Throughout the chapter, the author does a good job of highlighting the dangers associated with data for AI. She provides real-world examples of how the extraction, abstraction and use of data could harm people and communities, leading me to remember the phrase, “Just because you can, doesn’t mean you should”. I remembered this especially when Crawford explained the gang-crime prediction project – a project to classify crimes, particularly if a crime is a gang-related crime. The data used in this project was based on the crime dataset from the Los Angeles Police Department which included a disproportionate amount of Black and Latinx people. Based on this biased dataset, one could imagine that a system built on it would also be biased. When asked about this potential for bias, Hau Chan, a computer scientist at Harvard University and the presenter of the work, simply replied that he is just a researcher, implying that he has no hand or idea in how these systems are used. For me, this lack of ethical considerations by some researchers is what stood out to me. I found it alarming that scientists could dissociate and distance themselves from the impact their work could have on real people. It made me wonder why they were creating these systems in the first place. Crawford expands on my concern by quoting Joseph Weizenbaum, an AI scientist back in 1976, who said, “… scientist and technologist must… counter the forces that tend to remove him from the consequences of his actions. He must—it is as simple as this—think of what he is actually doing” With this, I ponder whether AI scientists and technologists, if they were to more deeply consider the consequences and implications that their research and creations could have on people and societies, could this make the technology less harmful. So, my question to Crawford would be: are AI systems the problem? Or is it in fact the people who build them?
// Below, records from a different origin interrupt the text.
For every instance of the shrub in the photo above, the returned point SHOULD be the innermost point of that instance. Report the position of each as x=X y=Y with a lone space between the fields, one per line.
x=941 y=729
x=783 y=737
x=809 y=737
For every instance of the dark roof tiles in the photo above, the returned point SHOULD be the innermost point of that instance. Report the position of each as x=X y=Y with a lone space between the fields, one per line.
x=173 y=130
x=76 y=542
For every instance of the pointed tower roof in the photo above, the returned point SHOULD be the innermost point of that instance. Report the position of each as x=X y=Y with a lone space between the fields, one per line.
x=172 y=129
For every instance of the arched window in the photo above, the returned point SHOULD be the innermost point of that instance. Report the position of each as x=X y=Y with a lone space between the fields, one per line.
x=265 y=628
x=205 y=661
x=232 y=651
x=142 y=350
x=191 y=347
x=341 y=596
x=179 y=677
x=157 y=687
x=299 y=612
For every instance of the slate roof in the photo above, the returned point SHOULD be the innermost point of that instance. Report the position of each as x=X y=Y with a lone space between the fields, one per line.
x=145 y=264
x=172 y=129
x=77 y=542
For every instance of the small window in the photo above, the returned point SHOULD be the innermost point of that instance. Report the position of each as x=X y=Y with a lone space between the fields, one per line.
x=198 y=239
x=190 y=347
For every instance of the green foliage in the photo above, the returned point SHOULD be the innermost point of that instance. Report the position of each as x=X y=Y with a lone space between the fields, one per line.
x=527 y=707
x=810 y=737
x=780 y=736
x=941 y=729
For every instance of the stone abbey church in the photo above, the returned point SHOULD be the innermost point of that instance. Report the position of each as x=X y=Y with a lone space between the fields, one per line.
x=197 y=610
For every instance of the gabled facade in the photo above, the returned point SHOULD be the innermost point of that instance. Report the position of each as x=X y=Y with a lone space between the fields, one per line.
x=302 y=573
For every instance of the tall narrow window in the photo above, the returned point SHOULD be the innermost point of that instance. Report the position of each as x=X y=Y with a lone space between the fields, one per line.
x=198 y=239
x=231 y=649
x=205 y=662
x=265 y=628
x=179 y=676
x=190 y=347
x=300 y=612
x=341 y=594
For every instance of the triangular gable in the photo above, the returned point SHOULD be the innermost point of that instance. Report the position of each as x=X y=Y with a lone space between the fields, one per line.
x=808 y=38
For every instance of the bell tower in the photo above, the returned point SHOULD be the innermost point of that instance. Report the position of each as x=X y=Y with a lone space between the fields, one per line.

In the chapter, Crawford highlights the invasive and unconsented methods of data extraction. However, while reading I couldn’t help but wonder if these methods are to be categorized the same. For example, we use datasets that use ordinary people’s images from the internet and then we have unconsented recordings of people in places. To me the latter is obviously a violation of a person’s right to privacy and AI systems imploring such methods should be held accountable. However, in the former, one could argue that people put these data there deliberately on the internet. Before using most technology, especially social media applications, people even sign and agree to the “terms and conditions” of these apps and then post their data publicly. As such, considering the datasets that use these images that are seemingly marked as free to use, is this case also a violation of people’s privacy when they themselves made the data publicly available?
In conclusion, throughout the chapter we get into the concept which says, “data is the new oil”. This concept is explored as a metaphor that portrays data as a resource to be consumed or an investment to be harnessed. It emphasizes the shift of data from something personal and intimate to a more inert and nonhuman entity, highlighting the transformation of personal data into infrastructure and the utilization of various types of data to enhance AI algorithms. So, despite the risks and potential harms, the collection of such data continues due to the reliance of machine learning on large datasets and the normalization of mass data extraction.